Like many kids, Ephram McNutt was fascinated by planes and trains as a child.
Unlike many kids, he spent much of his time high above some of the northernmost regions of Canada in a small turboprop plane.
The Regina Pats defenceman was born in Yellowknife and has grown up living in smaller centres of the Northwest Territories like Inuvik and Tuktoyaktuk, where his mom, Holly, was stationed with the Royal Canadian Mounted Police.
“A lot of them are fly-in unless you can drive in on the ice roads,” McNutt explained. “But in the summer it’s flying only, and, really, in the winter it’s mainly flying only as well. Being a little kid going on the little RCMP planes with the RCMP pilots, that was a really cool thing I got to experience.
They have a really cool air services program with the RCMP. They have a really impressive helicopter and plane fleet. Being at some of the Northern postings with Mom, we were in police planes quite a bit. So I think that exposure to smaller planes, more than a normal person would have had, is definitely something that kind of sparked it.”
Now 20 years old, that spark of interest has turned into an impressive passion for McNutt.
His family is now based in Red Deer, Alta. and he’s been working towards his pilot license at a nearby flight school in Lacombe.
He already has more than 35 solo flight hours under his belt, working mostly in a Cessna 172 and Piper Cherokee.

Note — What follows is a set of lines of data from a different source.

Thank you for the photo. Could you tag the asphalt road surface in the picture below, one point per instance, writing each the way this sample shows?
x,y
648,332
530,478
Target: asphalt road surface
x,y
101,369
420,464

“I think it’s so huge being able to get up in the air,” McNutt added. “You’re seeing a perspective that no one else would see. Even in Red Deer, or at least in Lacombe, you can be in the mountains in a couple of hours in a car, but you can be in the mountains in half an hour in a small plane. Just seeing the perspective, seeing the roads from up above, or seeing a different angle of the mountains or something is just so cool. Even flying over my house for the first time was a really neat thing.”

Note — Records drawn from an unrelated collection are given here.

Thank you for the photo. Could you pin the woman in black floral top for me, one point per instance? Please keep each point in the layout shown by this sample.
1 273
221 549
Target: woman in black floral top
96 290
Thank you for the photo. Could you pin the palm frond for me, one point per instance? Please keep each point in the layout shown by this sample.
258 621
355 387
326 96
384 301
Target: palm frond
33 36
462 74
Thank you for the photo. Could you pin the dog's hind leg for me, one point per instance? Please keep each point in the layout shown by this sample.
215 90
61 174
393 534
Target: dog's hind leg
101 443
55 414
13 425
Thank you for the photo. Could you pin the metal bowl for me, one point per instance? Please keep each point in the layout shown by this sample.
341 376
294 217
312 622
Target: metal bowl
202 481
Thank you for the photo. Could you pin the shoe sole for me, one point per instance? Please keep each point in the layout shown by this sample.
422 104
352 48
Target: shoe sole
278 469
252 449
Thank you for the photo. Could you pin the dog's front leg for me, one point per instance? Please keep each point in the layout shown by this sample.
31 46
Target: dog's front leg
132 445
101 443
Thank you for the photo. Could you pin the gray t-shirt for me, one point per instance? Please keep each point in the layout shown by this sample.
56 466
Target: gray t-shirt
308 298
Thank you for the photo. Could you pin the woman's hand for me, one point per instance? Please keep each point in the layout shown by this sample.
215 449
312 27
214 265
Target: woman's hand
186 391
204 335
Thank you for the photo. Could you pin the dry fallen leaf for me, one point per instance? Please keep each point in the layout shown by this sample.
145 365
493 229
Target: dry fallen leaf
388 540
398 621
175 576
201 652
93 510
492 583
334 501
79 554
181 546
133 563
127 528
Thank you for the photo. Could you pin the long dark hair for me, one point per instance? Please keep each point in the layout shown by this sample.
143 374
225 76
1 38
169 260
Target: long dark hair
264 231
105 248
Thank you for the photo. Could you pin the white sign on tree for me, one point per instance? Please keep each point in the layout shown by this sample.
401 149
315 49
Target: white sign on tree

McNutt is 10 solo flight hours away from earning his full license- something he hopes to complete in the offseason.
In the meantime, he’s studying hard in the Pats’ school area at the rink, poring over flight paths and barometric pressure maps.
“He’s got a map that’s about the size of a small dinner table that he’s constantly poring over with his, whatever the measurement thing is called,” Pats Education Advisor Dwayne Hinger said. “He’s constantly doing that.”
Despite joining the Pats in mid-December, Hinger says McNutt has quickly established himself as a leader on the ice and in class with his younger teammates.
McNutt was also recognized as the team’s Most Sportsmanlike Player as part of the 2024-25 Pats Player Awards.
“I think that the guys see it on the ice, and I think that’s a great transfer to when he comes into the classroom,” Hinger added. “We have obviously, a bunch of younger guys, 16, 17-year-olds, and when they see him and see how hard he works when he comes in here and how focused he is, I think that it’s nothing but positive for them to see that, and it rubs off.
He’ll talk to guys about their courses and he’s even offered to help them with things like that. He’s such a leader, he’s such a mature person for his age.”
McNutt currently looks at flying as more of a hobby than a career path, but says the door is still open to looking at additional courses to work for a major airline.
Because he’s still playing, the Pats have covered his flight school costs without it counting against the three years of school coverage he’s currently accrued through the WHL Scholarship.
But he does have one big plan once he receives his full license.
“We’ve talked about it lots,” McNutt’s two-time teammate and billet brother Caden Brown said. “Once he gets his full license, I’d love him take me up… We’ve talked about it with one of our other buddies, (Los Angeles Kings prospect) Koehn Ziemmer in Prince George, we want to get him to take us up north and go on a big fishing trip soon as he gets his license.”